Did you catch that? Only 19% of Protestants attending church report that they read the Bible daily. We must seek a better way.
To do so, we all need a strategy for studying the Bible. I believe that there are numerous methods of studying the Bible with simple reading being one such way. Other study methods include memorization, public reading in worship, group study, and the list can go on. But, for the moment, let’s focus on a few ideas for simple Bible reading.
- You need a plan for accountability. Without a plan, we are prone to wander, forget, and/or not hold ourselves accountable. It should have leeway for how God is working in your life but regular reading of the Bible needs to be a priority. A plan will help out.
- The plan must be for delight, and not duty. Our plan should be a helpful guide that points us to Christ. The plan is not an end to itself that becomes a burden. After all, we are seeking the Christ who grants freedom, not the false gods that only hand out legalism.

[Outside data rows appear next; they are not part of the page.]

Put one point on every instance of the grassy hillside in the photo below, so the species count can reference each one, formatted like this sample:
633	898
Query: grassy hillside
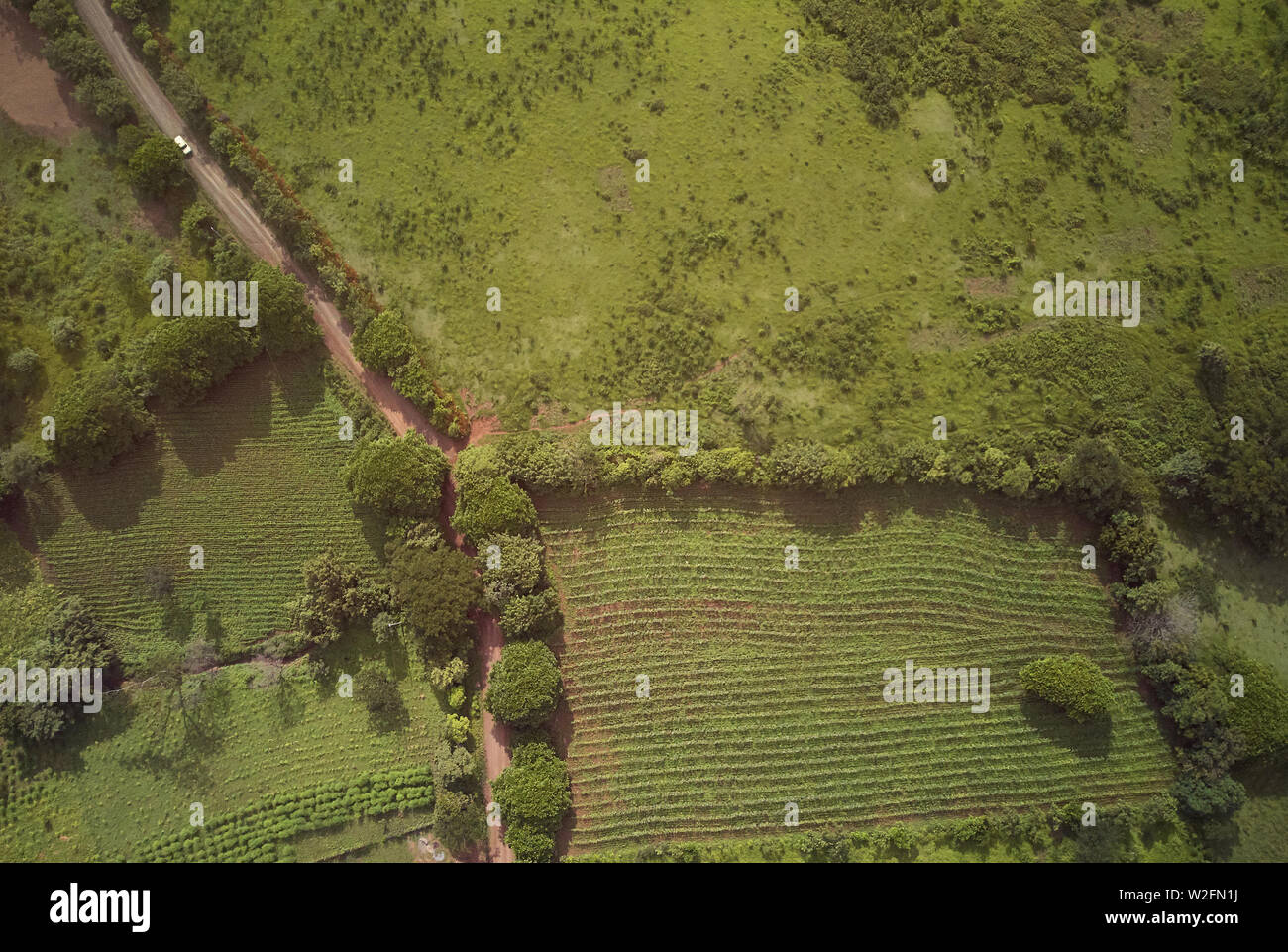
516	171
767	683
254	475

- It should stretch your reach. We all have familiar places that we often visit in the pages of scripture. Without a plan, it is normal to reread those books of the Bible. A plan will guide you to read the unfamiliar parts of the Bible.
- Give you the whole counsel of God. Continuing the above thought, some reading plans will carry you through the whole Bible. As we believe the Bible is God’s self-revelation to us, we need all of it. Even the passages that are difficult to understand. As God’s Word is His infallible revelation to us, we need to consume all of it.

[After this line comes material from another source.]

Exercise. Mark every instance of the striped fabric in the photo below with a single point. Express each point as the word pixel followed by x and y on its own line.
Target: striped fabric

- Plans can vary your reading for seasons of life. If you are in a season where God is calling you into a new mission, perhaps a reading of Acts or the Old Testament prophets is needed. But, if your stage of life is filled with grief, then time in the Psalms will ease your soul. A Bible reading plan focuses you on how God works in a specific season of life.

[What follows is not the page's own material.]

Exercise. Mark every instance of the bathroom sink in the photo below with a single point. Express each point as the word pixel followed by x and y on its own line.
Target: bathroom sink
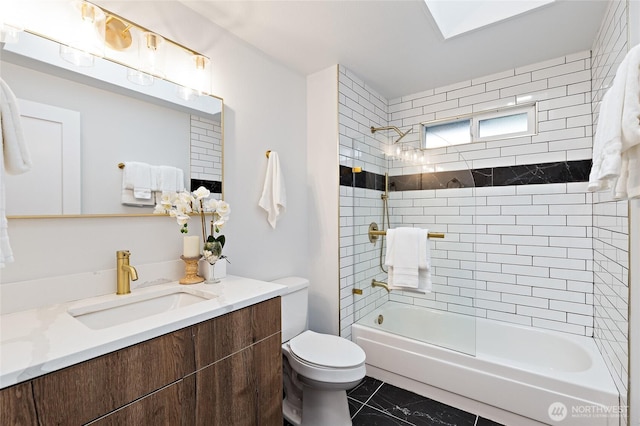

- We all need accountability. Whether it is a printed out reading plan or a notification that pops up on your smart phone, we need reminders. They prompt us in our priorities when every day will hold at least 3,741 distractions.
- Study plans come in all shapes and sizes. I do not think there is a one-size-fits-all plan that works. At times, an entire church will engage in a Bible reading plan and it is healthy to do so. But, as we are all different, we need different plans. You can read the entire Bible in a year if you read three chapters a day. You can read the whole Bible in three months if you read 13 chapters per day. Proverbs can be read in a 31-day month by reading one chapter each day. The four Gospels contain 89 chapters and can easily be read in a month’s time with three chapters a day. The Bible can be read in order of books, by types of books, in chronological order, or in a myriad of other ways.
Ultimately, we discipline ourselves to read the Bible because it is the great Sword of the Spirit (Ephesians 6:17) that God uses to reveal Himself and conform us to the image of Christ. Reading it is the spiritual endeavor to know Him, seek His ways, and understand ourselves better. It is a primary habit for our holiness.